Örgüt dağa adam yolluyor. "Zaten
mevsim itibarıyla hareketsiz kalacağı kış aylarında siyasi alana yoğunlaşıp mart başı,
Nevruz öncesi tekrar şiddet dalgası başlatacak."
Bunları yazdığım zaman bazıları '
komplo teorisi bunlar' demişti. Tıpkı Meclis'te
Anayasa oylamaları sürerken
karakol baskınlarının geleceğini yazdığımızda yaptıkları gibi.
Peki bugün gelinen nokta ne?
Öcalan, örgütün internet sitesinde diyor ki, "Eylemsizlik süreci 1
Mart'ta biter. Tekrar çatışmalar başlar."
Daha önce defalarca yazdık yine yazalım.
PKK bir
terör örgütüdür. Dünyada hiçbir
terör örgütüne güvenilmez ama bazı örgütlerin ne yapacağını, ne yapmayacağını öngörebilirsiniz. PKK öyle değil.
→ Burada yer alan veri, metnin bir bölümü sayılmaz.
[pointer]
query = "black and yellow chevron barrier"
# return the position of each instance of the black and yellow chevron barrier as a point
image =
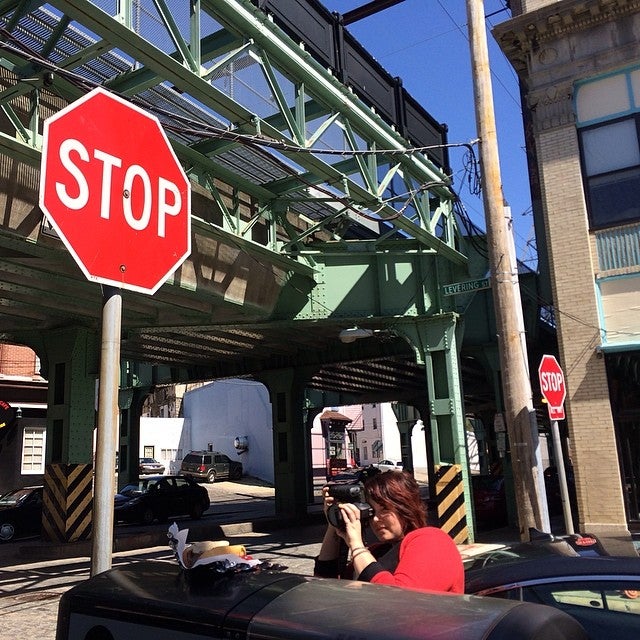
(450, 502)
(67, 502)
Bir tarafıyla prensipte uzlaşırsınız öbür tarafı bombalar. Sonra da 'İçimizdeki bağımsız unsurlar yapmıştır' deyip çıkar.
Kimse kimseyi kandırmasın. 'Teröristine sahip olamayana' terör örgütü demezler.
Gelelim KCK meselesine. Öcalan KCK ile ilgili 'Tamamen il
legal, silahlı bir örgüttür' diyerek en çok Diyarbakır'daki mahkemeyi rahatlattı.
Çünkü ne
iddianame okuyan ne de gelişmeleri en azından örgütün internet sitesinden de olsa takip etmeyen bazı '
sokak yazarları' romantik düşüncelerle KCK'ya güzellemeler yazdılar.
Üstelik
koro halinde. Onlara göre KCK, örgütün Kandil'den legal alana geçiş aracıydı.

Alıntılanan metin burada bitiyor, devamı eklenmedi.